Shirazi salad hails from the city of Shiraz in southwestern Iran. This classic yet simple tomato, cucumber, and onion salad, no lettuce, looks much like the Greek Horiatiki salad or the Turkish salad made with walnuts. Each of these Mediterranean salads are bright, crunchy, and juicy and are the perfect side to go with any entree!
I chose to use multicolored cherry tomatoes for the Shirazi salad. I find that they have more flavor especially at this time of the year. I also like the color that they add to the bowl. Cut the tomatoes in half or a quarter if they are too large. The idea of this salad is to dice all ingredients. Use either small almost seedless mini cucumbers or an English cucumber. It is not necessary to peel these cucumbers because the skin is usually thin. If they have seeds remove them and then dice the cucumber.

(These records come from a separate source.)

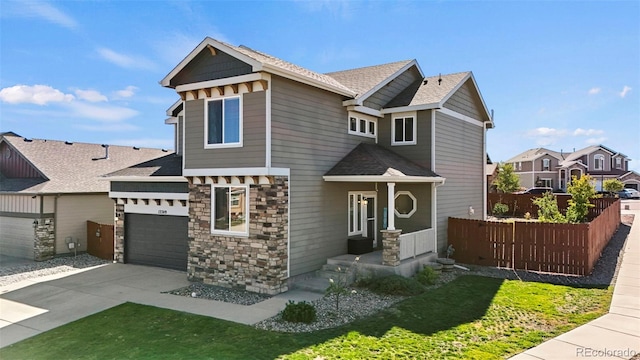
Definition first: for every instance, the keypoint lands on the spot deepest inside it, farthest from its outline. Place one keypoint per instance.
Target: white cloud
(38, 9)
(125, 61)
(127, 92)
(625, 90)
(145, 142)
(587, 132)
(90, 95)
(36, 94)
(596, 141)
(545, 131)
(102, 112)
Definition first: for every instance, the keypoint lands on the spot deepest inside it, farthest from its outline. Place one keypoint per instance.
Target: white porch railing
(416, 243)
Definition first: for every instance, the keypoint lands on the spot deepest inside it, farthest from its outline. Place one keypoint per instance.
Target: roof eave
(384, 178)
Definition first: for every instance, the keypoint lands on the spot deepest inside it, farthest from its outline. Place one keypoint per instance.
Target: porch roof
(374, 163)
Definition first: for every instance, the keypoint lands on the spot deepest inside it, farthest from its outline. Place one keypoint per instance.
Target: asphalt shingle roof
(72, 167)
(373, 159)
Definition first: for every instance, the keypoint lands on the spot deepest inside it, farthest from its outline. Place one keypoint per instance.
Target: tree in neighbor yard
(506, 181)
(612, 186)
(582, 191)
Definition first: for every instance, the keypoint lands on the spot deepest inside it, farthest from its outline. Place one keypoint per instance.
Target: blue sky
(561, 75)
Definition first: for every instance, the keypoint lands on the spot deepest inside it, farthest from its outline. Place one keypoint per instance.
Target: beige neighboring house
(49, 189)
(548, 168)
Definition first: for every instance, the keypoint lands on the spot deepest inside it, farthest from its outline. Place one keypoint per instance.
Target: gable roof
(71, 167)
(372, 161)
(533, 154)
(366, 80)
(262, 62)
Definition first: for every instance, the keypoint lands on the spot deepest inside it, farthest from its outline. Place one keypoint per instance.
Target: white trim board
(253, 171)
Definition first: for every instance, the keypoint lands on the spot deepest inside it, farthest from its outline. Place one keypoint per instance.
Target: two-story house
(285, 164)
(544, 167)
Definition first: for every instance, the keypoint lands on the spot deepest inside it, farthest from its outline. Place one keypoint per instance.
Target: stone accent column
(44, 246)
(118, 251)
(391, 247)
(257, 262)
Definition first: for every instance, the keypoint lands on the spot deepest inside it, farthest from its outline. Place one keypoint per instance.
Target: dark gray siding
(159, 187)
(309, 136)
(251, 154)
(419, 153)
(156, 240)
(459, 158)
(391, 90)
(207, 67)
(466, 101)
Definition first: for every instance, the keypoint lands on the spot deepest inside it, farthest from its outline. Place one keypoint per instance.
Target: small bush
(396, 285)
(427, 276)
(299, 312)
(500, 209)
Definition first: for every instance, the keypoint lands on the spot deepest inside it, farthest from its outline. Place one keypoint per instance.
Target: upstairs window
(223, 123)
(363, 125)
(598, 162)
(546, 165)
(403, 129)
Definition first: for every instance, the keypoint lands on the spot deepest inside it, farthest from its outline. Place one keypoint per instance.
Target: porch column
(391, 206)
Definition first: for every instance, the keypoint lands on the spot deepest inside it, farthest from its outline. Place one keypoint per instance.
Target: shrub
(396, 285)
(427, 276)
(299, 312)
(500, 209)
(548, 209)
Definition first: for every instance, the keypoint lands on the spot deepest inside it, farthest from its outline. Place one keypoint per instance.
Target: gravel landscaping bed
(35, 269)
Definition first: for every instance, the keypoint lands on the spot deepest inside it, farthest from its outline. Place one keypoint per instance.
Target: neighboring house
(49, 189)
(285, 164)
(547, 168)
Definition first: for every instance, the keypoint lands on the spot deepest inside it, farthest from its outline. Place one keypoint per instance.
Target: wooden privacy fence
(557, 248)
(519, 204)
(100, 240)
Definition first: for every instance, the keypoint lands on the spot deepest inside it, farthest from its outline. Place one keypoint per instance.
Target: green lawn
(472, 317)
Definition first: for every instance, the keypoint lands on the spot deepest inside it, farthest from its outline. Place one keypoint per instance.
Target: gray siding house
(284, 165)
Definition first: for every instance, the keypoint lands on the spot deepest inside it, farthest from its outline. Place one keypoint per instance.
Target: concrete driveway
(34, 306)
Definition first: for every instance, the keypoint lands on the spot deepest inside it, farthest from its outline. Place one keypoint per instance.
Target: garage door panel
(156, 240)
(16, 237)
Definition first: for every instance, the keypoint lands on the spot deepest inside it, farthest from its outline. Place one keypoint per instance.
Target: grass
(472, 317)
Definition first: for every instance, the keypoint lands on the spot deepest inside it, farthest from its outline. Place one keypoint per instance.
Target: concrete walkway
(615, 335)
(34, 306)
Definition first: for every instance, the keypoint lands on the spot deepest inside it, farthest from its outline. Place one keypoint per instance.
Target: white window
(598, 162)
(406, 204)
(363, 125)
(403, 129)
(355, 213)
(223, 123)
(229, 206)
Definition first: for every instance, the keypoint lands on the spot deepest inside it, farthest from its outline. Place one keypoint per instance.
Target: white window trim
(403, 115)
(596, 162)
(206, 123)
(213, 215)
(368, 120)
(413, 210)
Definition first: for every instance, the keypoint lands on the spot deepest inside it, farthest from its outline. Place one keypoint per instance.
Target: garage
(16, 237)
(156, 240)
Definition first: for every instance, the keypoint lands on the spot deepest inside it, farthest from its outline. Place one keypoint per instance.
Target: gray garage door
(156, 240)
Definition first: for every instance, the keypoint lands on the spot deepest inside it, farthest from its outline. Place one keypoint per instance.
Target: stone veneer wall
(44, 240)
(256, 263)
(119, 234)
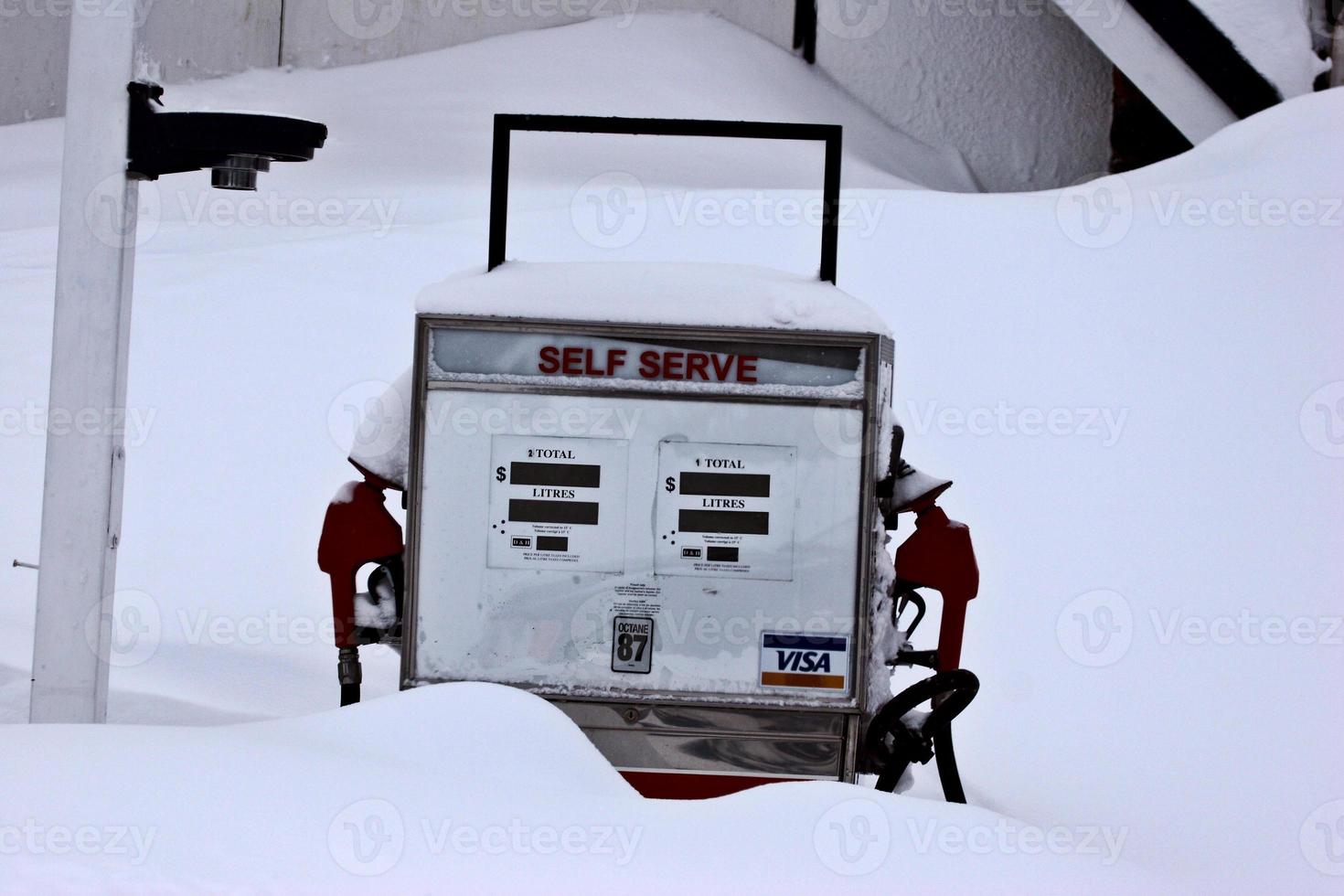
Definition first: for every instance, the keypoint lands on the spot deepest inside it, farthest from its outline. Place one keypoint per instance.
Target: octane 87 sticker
(632, 644)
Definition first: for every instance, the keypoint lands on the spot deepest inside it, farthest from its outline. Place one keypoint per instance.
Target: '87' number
(631, 646)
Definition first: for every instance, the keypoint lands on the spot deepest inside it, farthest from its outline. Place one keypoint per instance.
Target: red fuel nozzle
(938, 555)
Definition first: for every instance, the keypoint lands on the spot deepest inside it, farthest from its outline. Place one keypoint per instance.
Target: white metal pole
(80, 509)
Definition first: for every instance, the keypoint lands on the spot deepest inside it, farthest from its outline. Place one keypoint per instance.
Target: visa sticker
(791, 660)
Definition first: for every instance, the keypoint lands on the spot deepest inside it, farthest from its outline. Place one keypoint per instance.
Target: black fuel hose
(951, 692)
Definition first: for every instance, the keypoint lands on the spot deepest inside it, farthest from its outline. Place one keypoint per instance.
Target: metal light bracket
(233, 145)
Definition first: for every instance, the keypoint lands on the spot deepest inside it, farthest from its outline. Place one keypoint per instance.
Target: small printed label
(791, 660)
(632, 644)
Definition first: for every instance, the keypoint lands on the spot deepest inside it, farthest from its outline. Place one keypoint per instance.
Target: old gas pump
(659, 497)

The red onion should also be diced. This salad adds an additional twist by incorporating juicy fresh pomegranate seeds, or arils, which add a tart juiciness to the salad dressing. The salad dressing is a simple combination of lemon or lime juice combined with olive oil. The nectar from the pomegranates mixes with the citrus and olive oil and creates a fresh light dressing for the tomatoes and cucumbers. In fact, you may be fighting with friends to see who gets to drink the leftover dressing!
The sumac adds a bright citrus flavor. Dried or fresh mint is optional but is typically used in this traditional Iranian salad. I have also seen some versions that incorporate parsley, dill and cilantro.
The Shirazi salad is best when served chilled. You can make it ahead with the dressing to allow the flavors to infuse and the juices from the vegetables, the citrus, and the pom to mingle. Try serving it with my lentil loaf for a savory vegetarian meal.